Immunotherapy Shows Promise for Glioblastoma

By Steve Blanchard - February 13, 2019

There may be a glimmer of hope in the fight against glioblastoma, the aggressive brain cancer that claimed the life of Sen. John McCain last year.

A small trial reported by the University of California at Los Angeles found that patients with recurrent glioblastoma who were given the checkpoint inhibitor Keytruda® prior to surgery lived, on average, 417 days. That’s longer than the average survival rate of 228 days.

The treatment is a form of immunotherapy, and the study marks the first time an immune-system treatment has shown any benefit to glioblastoma patients. Authors of the study were quick to add that glioblastoma was not cured in the trial participants and that the early-phase study involved fewer than three dozen patients.

While the study is small and can make it difficult to draw broad conclusions on its impact to most patients, it does have merit said  Dr. Michael Vogelbaum, Moffitt Cancer Center’s chief of Neurosurgery and program leader of Neuro-Oncology.

“The study is remarkable in two ways,” he said. “First, it is one of the few studies that carefully evaluated the effects of treatment on brain tumor tissues. Secondly, it used the surgical procedure itself to help prime the immune system to attack any residual tumor left after surgery.”

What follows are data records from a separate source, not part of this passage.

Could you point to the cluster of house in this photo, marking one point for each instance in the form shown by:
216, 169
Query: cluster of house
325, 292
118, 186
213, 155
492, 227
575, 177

Glioblastoma suppresses the immune system, not only at the site of the cancer but throughout the body. That makes it difficult to find effective treatments, especially since tumors like this differ in their characteristics and behavior. Keytruda blocks a protein known as PD-1, which prevents T cells from seeing and attacking the cancer. By disabling that protein, the immune system can better attack a tumor.

“This study helps support the idea that reversal of glioma-induced immunosuppression can lead to more effective treatment of this deadly disease,” Vogelbaum said. “It should be viewed as evidence supporting the development of a larger trial that is designed to provide more certainty about the survival benefit associated with the use of immune checkpoint inhibitors prior to a planned brain tumor surgery.”

More research is needed, but there appears to be a path forward.